Originally developed by IBM, flat file databases have been around since the 1970s. Because these files store data in plain text format, most people use MS Excel to create them. It’s an easy-to-use system that allows for the quick sorting of results. This is because each line of plain text has just one record. Tabs, commas, or other delimiters separate multiple records. In this article, you’ll learn some tips for optimizing your flat file.
Table of Contents
- Color Code for Easier Viewing
- Use Text Wrapping to Print
- Refresh Your Metadata
- Use a ForEach Loop Container
- Skip Auto-Field on Large Files
- Resize Your Columns
- Turn Off Unicode
- Know Your Formats
- Double Check Your Changes
- CSV vs. Delimited Files
Flat files may be a simpler method of storing data, but they are also rather time-consuming—until you know what you’re doing. Whether you’re new to flat files or have been using them for some time, you can speed up the process if you use the following tips:
Tip 1: Color Code for Easier Viewing
Depending on what you’re using to view your flat files, you may be able to change the colors of the columns and rows. This makes it even easier to pick out the exact data you need at a glance. For example, if you have a list of employees, you might color code them so you can tell immediately which ones have seniority or who lives closest to the office.
Tip 2: Use Text Wrapping to Print
It can be tricky to print a flat file. Often, the columns aren’t wide enough to accommodate all the information, so the printout will look like it cut off each section. To avoid this and ensure that your file prints cleanly, you can widen the column. However, this may widen the entire page too much. A better way is to just add text wrapping to the sections. In Microsoft Works, you'll find this under Report Design View, but most options for viewing your files will include something similar.
Tip 3: Refresh Your Metadata
Are you getting frustrating “data conversion failed” errors? These may affect almost every aspect of data processing, so you definitely want to avoid them. Since the most common reason for this is outdated metadata, refreshing the column should solve the issue. However, it’s easier to just make sure you refresh after every change.

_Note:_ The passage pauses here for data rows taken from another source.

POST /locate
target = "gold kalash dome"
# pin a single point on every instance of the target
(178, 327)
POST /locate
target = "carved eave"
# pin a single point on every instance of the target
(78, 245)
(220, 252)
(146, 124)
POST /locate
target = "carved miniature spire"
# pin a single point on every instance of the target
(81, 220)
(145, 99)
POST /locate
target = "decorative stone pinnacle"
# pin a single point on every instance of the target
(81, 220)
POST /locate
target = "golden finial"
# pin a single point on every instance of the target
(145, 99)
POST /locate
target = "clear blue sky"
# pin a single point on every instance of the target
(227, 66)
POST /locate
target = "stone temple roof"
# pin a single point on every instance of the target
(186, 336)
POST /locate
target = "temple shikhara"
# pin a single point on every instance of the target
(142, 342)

Tip 4: Use a ForEach Loop Container
Moving your files around can cause a specified path error because the platform may not recognize them. You might prevent this issue if you use a ForEach Loop Container. This will scan the flat files, and once it finds the required file, execute the dataflow task. This only works if it actually locates the file; otherwise, it will cancel the task.
Tip 5: Skip Auto-Field on Large Files
For small files, there’s nothing wrong with having an Auto-Field option set up. However, once you get into larger files, this can drastically slow down the entire process. The solution is to set each field type to something other than Auto-Field.

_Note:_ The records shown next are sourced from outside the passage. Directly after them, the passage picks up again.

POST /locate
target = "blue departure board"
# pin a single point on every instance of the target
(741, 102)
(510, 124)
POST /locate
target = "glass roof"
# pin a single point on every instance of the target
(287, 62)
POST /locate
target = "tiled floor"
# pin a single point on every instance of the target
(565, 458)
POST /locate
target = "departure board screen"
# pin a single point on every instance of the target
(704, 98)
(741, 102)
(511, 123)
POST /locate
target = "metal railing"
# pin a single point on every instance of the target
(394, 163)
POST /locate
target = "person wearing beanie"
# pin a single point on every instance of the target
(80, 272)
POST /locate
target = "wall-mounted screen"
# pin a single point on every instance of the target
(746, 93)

Tip 6: Resize Your Columns
The automatic size for the column length in a flat file is 50 characters, which is usually more than you need but may be less. Either way, you could end up with truncation or errors when you transfer the files or open them in a new destination. It’s fairly easy to resize columns. Consider adjusting them to be compatible with the destination.
Tip 7: Turn Off Unicode
You can use Unicode when saving your flat file. But if you do, you cannot specify a code page. Turn this option off if you prefer to select a code page for your text.
Tip 8: Know Your Formats
Choosing the right format is easier if you know what they do. Are you aware of the main formats used in flat file databases? If not, here they are:
Delimited: Delimiters create and separate the columns.
Fixed width: The columns have a fixed width, which you may adjust.
Ragged right: These columns have a fixed width, except for the last one, which is delimited by the row delimiter.
Tip 9: Double Check Your Changes
Not sure if your delimiter change is the right one? You can see what the effects are by simply clicking on Refresh. However, keep in mind that the Refresh button will only show up once you have adjusted other connection options. Do this and you can refresh to see the changes made to the delimiters.
Tip 10: CSV vs. Delimited Files
Do you know when to use CSV vs. a delimited file? If you’re planning to move data from one database to another, you’ll probably find that CSV is the best choice. However, some people prefer delimited files because they’re more comfortable with them.
CSV files use a delimiter AND an optional enclosing character. A delimited file only uses a delimiter.
Creating flat files doesn’t need to be an enormous task, but it can certainly go more smoothly if you use the above tips. The more you use them, the more used to the different delimiters you’ll become. Eventually, you’ll find that you can do a lot with a very basic text file.